FooBar FooBar - 4 months ago 36
Python Question

Interaction between pathos.ProcessingPool and pickle

I have a list of calculations I need to run. I'm parallelizing them using

from pathos.multiprocessing import ProcessingPool
pool = ProcessingPool(nodes=7)
values = pool.map(helperFunction, someArgs)


helperFunction
does create a class called
Parameters
, which is defined in the same file as

import otherModule
class Parameters(otherModule.Parameters):
...


So far, so good.
helperFunction
will do some calculations, based on the
Parameters
object, change some of its attributes, and finally store them using
pickle
. Here's the relevant excerpt of the helper function (from a different module) that does the saving:

import pickle
import hashlib
import os
class cacheHelper():

def __init__(self, fileName, attr=[], folder='../cache/'):
self.folder = folder

if len(attr) > 0:
attr = self.attrToName(attr)
else:
attr = ''
self.fileNameNaked = fileName
self.fileName = fileName + attr

def write(self, objects):
with open(self.getFile(), 'wb') as output:
for object in objects:
pickle.dump(object, output, pickle.HIGHEST_PROTOCOL)


when it gets to
pickle.dump()
, it raises an Exception which is hard to debug because the debugger wont step into the worker that actually faced that exception. Therefore I created a breakpoint right before the dumping happened, and manually entered that command. Here is the output:

>>> pickle.dump(objects[0], output, pickle.HIGHEST_PROTOCOL)
Traceback (most recent call last):
File "/usr/local/anaconda2/envs/myenv2/lib/python2.7/site-packages/IPython/core/interactiveshell.py", line 2885, in run_code
exec(code_obj, self.user_global_ns, self.user_ns)
File "<ipython-input-1-4d2cbb7c63d1>", line 1, in <module>
pickle.dump(objects[0], output, pickle.HIGHEST_PROTOCOL)
File "/usr/local/anaconda2/envs/myenv2/lib/python2.7/pickle.py", line 1376, in dump
Pickler(file, protocol).dump(obj)
File "/usr/local/anaconda2/envs/myenv2/lib/python2.7/pickle.py", line 224, in dump
self.save(obj)
File "/usr/local/anaconda2/envs/myenv2/lib/python2.7/pickle.py", line 331, in save
self.save_reduce(obj=obj, *rv)
File "/usr/local/anaconda2/envs/myenv2/lib/python2.7/pickle.py", line 396, in save_reduce
save(cls)
File "/usr/local/anaconda2/envs/myenv2/lib/python2.7/pickle.py", line 286, in save
f(self, obj) # Call unbound method with explicit self
File "/usr/local/anaconda2/envs/myenv2/lib/python2.7/site-packages/dill/dill.py", line 1203, in save_type
StockPickler.save_global(pickler, obj)
File "/usr/local/anaconda2/envs/myenv2/lib/python2.7/pickle.py", line 754, in save_global
(obj, module, name))
PicklingError: Can't pickle <class '__main__.Parameters'>: it's not found as __main__.Parameters


The odd thing is that this doesn't happen when I don't parallelize, i.e. loop through
helperFunction
manually. I'm pretty sure that I'm opening the right
Parameters
(and not the parent class).

I know it is tough to debug things without a reproducible example, I don't expect any solutions on this part. Perhaps the more general question is:

What does one have to pay attention to when parallelizing code that uses
pickle.dump()
via another module?


Answer

Straight from the Python docs.

12.1.4. What can be pickled and unpickled? The following types can be pickled:

  • None, True, and False
  • integers, floating point numbers, complex
  • strings, bytes, bytearrays
  • tuples, lists, sets, and
  • dictionaries containing only picklable objects functions defined at the top level of a module (using def, not lambda)
  • built-in functions defined at the top level of a module
  • classes that are defined at the top level of a module
  • instances of such classes whose __dict__ or the result of calling __getstate__() is picklable (see section Pickling Class Instances for details).

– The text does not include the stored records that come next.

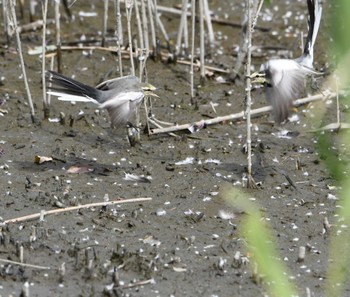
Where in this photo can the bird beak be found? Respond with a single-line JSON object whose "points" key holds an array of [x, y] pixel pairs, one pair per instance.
{"points": [[258, 78]]}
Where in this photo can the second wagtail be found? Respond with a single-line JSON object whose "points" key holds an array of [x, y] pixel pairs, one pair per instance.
{"points": [[284, 79], [120, 96]]}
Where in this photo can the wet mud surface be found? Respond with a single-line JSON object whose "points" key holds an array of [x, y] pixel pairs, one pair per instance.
{"points": [[179, 243]]}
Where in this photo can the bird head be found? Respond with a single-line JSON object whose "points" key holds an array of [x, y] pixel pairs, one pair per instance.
{"points": [[148, 89], [263, 77]]}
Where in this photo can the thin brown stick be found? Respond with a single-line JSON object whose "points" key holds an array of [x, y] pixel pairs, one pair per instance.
{"points": [[237, 116], [72, 208]]}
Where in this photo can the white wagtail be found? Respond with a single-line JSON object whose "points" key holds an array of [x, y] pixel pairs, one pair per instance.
{"points": [[284, 79], [120, 96]]}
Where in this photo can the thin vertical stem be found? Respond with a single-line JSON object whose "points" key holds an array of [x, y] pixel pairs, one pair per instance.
{"points": [[181, 27], [209, 23], [153, 31], [19, 48], [139, 25], [105, 22], [129, 4], [145, 26], [118, 34], [58, 34], [46, 104], [251, 183], [201, 41], [193, 14]]}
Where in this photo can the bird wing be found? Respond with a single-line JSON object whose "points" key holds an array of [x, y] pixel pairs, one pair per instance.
{"points": [[287, 83], [75, 98], [122, 106], [68, 89], [124, 83]]}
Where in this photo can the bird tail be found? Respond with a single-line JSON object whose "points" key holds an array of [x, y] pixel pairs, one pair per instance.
{"points": [[315, 13], [68, 89]]}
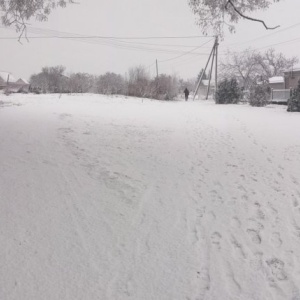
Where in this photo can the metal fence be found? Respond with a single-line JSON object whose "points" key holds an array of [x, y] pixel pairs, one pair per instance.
{"points": [[280, 95]]}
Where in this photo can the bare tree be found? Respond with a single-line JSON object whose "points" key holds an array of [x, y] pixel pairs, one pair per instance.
{"points": [[50, 80], [81, 83], [215, 14], [110, 83], [18, 12], [242, 66], [274, 64]]}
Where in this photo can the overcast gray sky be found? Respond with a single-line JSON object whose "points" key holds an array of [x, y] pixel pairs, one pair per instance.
{"points": [[139, 18]]}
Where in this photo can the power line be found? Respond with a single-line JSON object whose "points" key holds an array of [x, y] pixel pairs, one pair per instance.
{"points": [[265, 36], [77, 36], [189, 52]]}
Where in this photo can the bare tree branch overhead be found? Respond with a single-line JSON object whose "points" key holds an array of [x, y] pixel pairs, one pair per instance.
{"points": [[18, 12], [215, 14]]}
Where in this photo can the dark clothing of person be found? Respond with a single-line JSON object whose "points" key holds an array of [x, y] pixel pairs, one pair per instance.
{"points": [[186, 94]]}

Everything else can't be pickled. In your case, though it's very hard to say given the excerpt of your code, I believe the problem is that the class Parameters is not defined at the top level of the module, hence its instances can't be pickled.

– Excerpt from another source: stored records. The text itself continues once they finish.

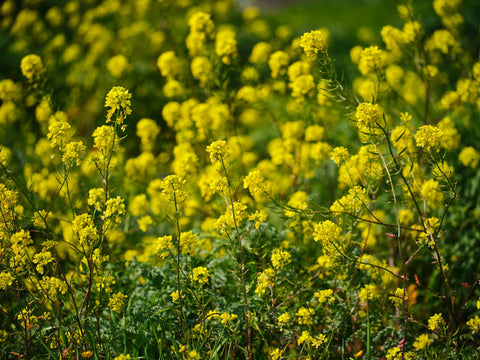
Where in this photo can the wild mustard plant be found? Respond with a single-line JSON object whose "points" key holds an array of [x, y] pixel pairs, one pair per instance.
{"points": [[241, 199]]}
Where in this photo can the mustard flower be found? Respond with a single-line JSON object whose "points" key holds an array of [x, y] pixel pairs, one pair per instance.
{"points": [[118, 100], [276, 354], [144, 222], [122, 357], [314, 42], [9, 91], [305, 315], [314, 133], [169, 64], [398, 297], [104, 139], [114, 207], [202, 69], [139, 205], [173, 187], [339, 154], [432, 192], [6, 280], [254, 182], [370, 60], [442, 40], [305, 338], [258, 217], [117, 65], [164, 246], [201, 22], [368, 292], [173, 88], [72, 152], [175, 295], [298, 201], [227, 318], [298, 68], [188, 242], [193, 355], [83, 226], [96, 198], [147, 131], [200, 274], [436, 322], [265, 278], [116, 302], [260, 53], [411, 31], [278, 62], [59, 131], [283, 320], [422, 342], [328, 233], [42, 259], [367, 115], [469, 157], [280, 258], [324, 296], [218, 150], [474, 324], [303, 86], [32, 67], [226, 45]]}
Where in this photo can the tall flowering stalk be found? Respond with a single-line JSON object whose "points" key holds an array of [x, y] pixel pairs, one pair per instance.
{"points": [[219, 153]]}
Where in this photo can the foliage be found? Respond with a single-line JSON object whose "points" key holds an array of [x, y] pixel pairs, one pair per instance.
{"points": [[184, 180]]}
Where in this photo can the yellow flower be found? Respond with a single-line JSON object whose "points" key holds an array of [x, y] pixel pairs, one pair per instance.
{"points": [[200, 274], [278, 62], [260, 53], [116, 302], [226, 45], [469, 157], [32, 67], [117, 65], [6, 279], [436, 322], [283, 320], [304, 315], [421, 342], [314, 42], [339, 154], [324, 296], [280, 258], [428, 137], [367, 115], [118, 100], [218, 150], [370, 60], [169, 64]]}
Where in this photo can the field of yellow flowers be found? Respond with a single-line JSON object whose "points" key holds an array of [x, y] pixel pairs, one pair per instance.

The whole point of using pathos.multiprocessing (or its actively developing fork multiprocess) instead of the built-in multiprocessing is to avoid pickle, because there are far too many things the later can't dump. pathos.multiprocessing and multiprocess use dill instead of pickle. And if you want to debug a worker, you can use trace.

NOTE As Mike McKerns (the main contributor of multiprocess) rightfully noticed, there are cases that even dill can't handle, though it will be hard to formulate some universal rules on that matter.